In his office inside the visitor's clubhouse at Petco Park, Charlie Manuel talked about a Phillies offense that had just six hits last night in an 8-3 loss to the Padres -- and just one hit after Jayson Werth's leadoff single in the fifth inning.
“We went how long without a hit?” Manuel said. “We struck out 13 times. We were taking fastballs and they were throwing us a lot of fastballs. If we’re not a fastball hitting team, well …”
The Phillies are hitting .198 (64 for 324) in their last 10 games, and .190 (37 for 195) in the first six games of this seven-game road trip through Los Angeles and San Diego. They have lost seven of their last 10 games to fall two games behind the New York Mets in the National League East. The Phillies still they think they will awaken from their nine-week slumber in time. But they better hurry up. There are just 39 games left in the season, meaning they have less than a quarter of their schedule remaining.

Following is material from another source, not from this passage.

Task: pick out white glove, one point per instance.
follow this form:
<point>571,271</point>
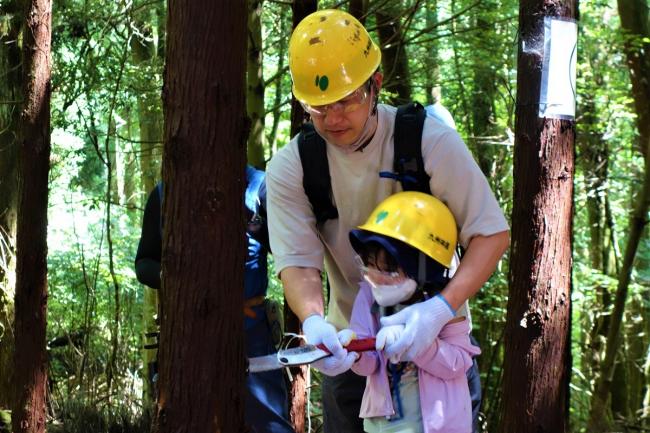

Jim Salisbury takes a look at the National League East race in The Inquirer's Sunday baseball column. He breaks down the remaining schedules of the Mets, Phillies and Marlins. Here is what he had to say:
Mets: The Mets see all their NL East rivals down the stretch and have winning records against all but the Braves. The good news for the Mets is that six of their remaining nine games against the Braves are in New York and the Braves are dreadful on the road. The Mets could receive a break when they host the Brewers for a three-game series beginning Labor Day. If the Brewers' rotation stays on its current path, the Mets would not face CC Sabathia in the series. Sabathia is 7-0 with a 1.55 ERA in eight starts with the Brewers. The final week of the Mets' schedule could be a wild one as the team says good-bye to Shea Stadium. The Cubs, who could be looking to lock up the NL Central, visit for four, followed by the Marlins for three.
Phillies: There are some real tough spots, including threefour-game series against the Dodgers at home, the Cubs in Chicago and the Brewers at home. The Dodgers just took four from the Phils out West and the prospect of having to pitch to Manny Ramirez (33 RBIs in 22 career games against the Phils) in four games at Citizens Bank Park is not comforting. The Phils, just 9-16 against the Mets and Marlins, have 11 games left against those clubs. They also have 15 remaining games against the Braves and Nationals. They are 16-5 against those clubs.
Marlins: The Marlins this weekend are finishing up a rugged stretch that included series against the Phillies, Mets, Cardinals and Cubs. On Tuesday, they hit the road for what could be a defining nine-game trip to San Francisco, Arizona and Atlanta. The Marlins are already 5-1 against Arizona and they will miss Diamondbacks ace Brandon Webb next weekend. Florida (10-2 against Washington) has six more games against the Nationals. If they stay alive, the Marlins will face a test the final week of the season when they play at Cincinnati (one game), at Washington (three) and at the Mets (three).
Also check out Salisbury's Extra Bases.
If you watched Rich Dubee's visit to the mound in the bottom of the fourth inning last night, you know he wasn't happy. Kyle Kendrick had a runner on second with two outs when he allowed a hit to pitcher Chad Reineke. He then allowed a single to Jody Gerut.
“He didn’t throw in the strike zone,” a clearly frustrated Dubee said. “He pitched himself right into some 2-0, 3-1 counts. That’s not good. He’s a contact guy. He doesn’t throw in the strike zone, he’s not going to be out there long. That’s what’s happening.”
Kendrick is 0-2 with a 16.71 ERA (13 earned runs in seven innings) in his last two starts, and 2-4 with a 6.90 ERA (23 earned runs in 30 innings) in his last six starts. It was the sixth time in 25 starts this season Kendrick has failed to pitch at least five innings, and the fifth time he has allowed six or more runs.
Hitting coach Milt Thompson is baffled just like you about the team's poor hitting.
“I have never seen a team that has the capability that this team has just go south for a long period of time,” he said. “Usually you have one guy that’s kind of slow, but it’s the whole team. It’s unexplainable. I’m serious. I don’t have any answers. It’s one of the weirdest things I’ve ever seen in my life. I’m not sleeping very well. I’ve had a lot of sleepless nights trying to figure out what to do to try to get the guys going. It’s amazing.”